I have a batch conversion script to convert .mkvs of various sizes to ipmp / iphone.mp4s size, cropping / scaling as required. Determining the original size, the required trim, the output file works fine. However, upon successful completion of the first conversion, the HandbrakeCLI leads to the exit of the parent script. Why should it be? And how can I stop him?

The code that currently stands for:

#!/bin/bash find . -name "*.mkv" | while read FILE do # What would the output file be? DST=../Touch/$(dirname "$FILE") MKV=$(basename "$FILE") MP4=${MKV%%.mkv}.mp4 # If it already exists, don't overwrite it if [ -e "$DST/$MP4" ] then echo "NOT overwriting $DST/$MP4" else # Stuff to determine dimensions/cropping removed for brevity HandbrakeCLI --preset "iPhone & iPod Touch" --vb 900 --crop $crop -i "$FILE" -o "$DST/$MP4" > /dev/null 2>&1 if [ $? != 0 ] then echo "$FILE had problems" >> errors.log fi fi done 

I additionally tried it with a trap, but this did not change the behavior (although the last trap worked)

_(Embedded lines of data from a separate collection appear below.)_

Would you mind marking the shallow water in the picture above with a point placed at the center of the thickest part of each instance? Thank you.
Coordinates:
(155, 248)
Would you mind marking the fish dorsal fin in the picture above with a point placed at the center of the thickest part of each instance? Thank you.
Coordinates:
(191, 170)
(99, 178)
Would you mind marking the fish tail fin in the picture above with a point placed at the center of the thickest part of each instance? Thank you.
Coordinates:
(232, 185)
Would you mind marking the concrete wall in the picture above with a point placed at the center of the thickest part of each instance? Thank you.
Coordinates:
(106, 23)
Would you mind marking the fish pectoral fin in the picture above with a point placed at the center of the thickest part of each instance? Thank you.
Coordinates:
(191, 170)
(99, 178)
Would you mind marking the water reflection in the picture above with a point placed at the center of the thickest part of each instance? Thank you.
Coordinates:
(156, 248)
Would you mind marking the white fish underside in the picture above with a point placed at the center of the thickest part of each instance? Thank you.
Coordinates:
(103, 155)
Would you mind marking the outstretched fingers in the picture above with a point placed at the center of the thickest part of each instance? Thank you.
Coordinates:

 trap "echo Handbrake SIGINT-d" SIGINT trap "echo Handbrake SIGTERM-d" SIGTERM trap "echo Handbrake EXIT-d" EXIT trap "echo Handbrake 0-d" 0 

Edited to add:

The fact that the '0' trap fired prompted me to investigate why this might be. Executing as bash -x $script showed that the find | while read find | while read ends prematurely.

I reanalyzed the search and coding into separate scripts. Now the search loop:

 find . -name "*.mkv" | while read FILE do handbrake-touch "$FILE" if [ $? != 0 ] then echo "$FILE had problems" >> errors.log fi done 

The behavior remains unchanged - one code followed by the end of the while loop. If I just put "echo $ FILE" instead of "handbrake-touch", all the files are listed. The current directory does not change (I was wondering what find | while might break).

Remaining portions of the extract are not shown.